5 – Principle: Deliver Fast

The principle of delivering fast uses the fact that short cycle times mean less waste, more customer feedback, and more learning opportunities. A fast cycle will generally have less waste because there will be less wait time and less unfinished work at any given point in time. The ability to deliver quickly also means that more frequent customer feedback, which, as we have discussed, reduces waste and risk while increasing knowledge. Finally, delivering quickly will cause the team to focus on finishing a smaller number of features for each delivery rather than leaving many undone for a long period.

As has been described, speed is a common byproduct of automation. Getting working code into the hands of stakeholders is a key part of every approach to enabling business agility. In the case of applying automation’s speed to this principle, however, it is better to think in terms of frequency. Speed and frequency are closely related factors, of course – a long cycle time implies less frequent delivery and vice-versa. The point is simply that without automation, frequency will always be much lower. That means less feedback, less learning, and less knowledge for the team to use.

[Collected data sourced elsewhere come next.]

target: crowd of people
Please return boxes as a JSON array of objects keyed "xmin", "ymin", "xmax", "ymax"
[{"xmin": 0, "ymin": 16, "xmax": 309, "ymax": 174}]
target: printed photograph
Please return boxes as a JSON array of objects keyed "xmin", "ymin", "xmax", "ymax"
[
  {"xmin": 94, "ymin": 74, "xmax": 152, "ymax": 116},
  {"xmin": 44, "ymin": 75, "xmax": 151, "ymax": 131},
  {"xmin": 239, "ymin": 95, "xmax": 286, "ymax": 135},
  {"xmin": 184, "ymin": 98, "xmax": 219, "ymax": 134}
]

6 – Principle: Respect People

Beyond the obvious human aspects of this point, this principle is actually very pragmatic. The people closest to the work are the ones who know it best. They are best equipped to identify and solve challenges as they come up. Squashing their initiative to do so will diminish the team’s effectiveness and, through missed opportunities over time, the cost-effectiveness and value of the software itself.

In the previous principles, there are numerous statements about giving new capabilities to the team. This principle deals with how automation empowers the members of the team. Indeed, the alternate expression of this principle is “Empower the Team”. That phrasing gets to the crux of how automation does or does not respect the people. Automation itself cannot show respect, but how it is deployed most certainly can. For example, the contrast between a self-service facility that anyone on the team can use at any time and a similar facility for which individuals must ask permission each time they use it speaks volumes about the respect the organization has for the team’s professionalism. It will also drive behavior and self-discipline as the team matures. Consider how the practice in high-maturity Continuous Delivery scenarios has a direct, automatic path from check-in to production while so many shops still require multiple sign-offs. Which team is more likely to be effective, innovative, and efficient?

7 – Principle: Optimize the whole

This principle really focuses on how all of the principles are interrelated across the whole lifecycle. Other management theories, such as the “Theory of Constraints” address this with statements such as ‘you can never be faster than the slowest step’. This principle continues the theme of continuous learning and adjustment that pervades Lean thinking. It deals with the fact that in order to take time and waste out of a system, you need to understand its goal and then continuously and deliberately eliminate the root cause of the largest bottlenecks that prevent the most efficient realization of that goal.

The core of this principle is to optimize delivery of value to the customer – effectively starting with the value and working backward to the start of the process. Automation as a tool in that effort makes optimization substantially easier. When starting with a process that has manual steps, the very act of automating a process is an optimization by itself. Until the entire process flows from end to end with automation, the manual phases will be the more obvious bottlenecks. Then, once the automation spans the whole flow, the automation itself generates metrics for further improvement in cycle time and efficiency in pursuit of delivering value to the customer.

That optimization effort of the last principle takes the discussion somewhat circularly back to the first principle, which is to eliminate waste. That is quite appropriate. Given how interrelated all of these principles are, the discussion of the contributions of automation to them should be similarly interrelated.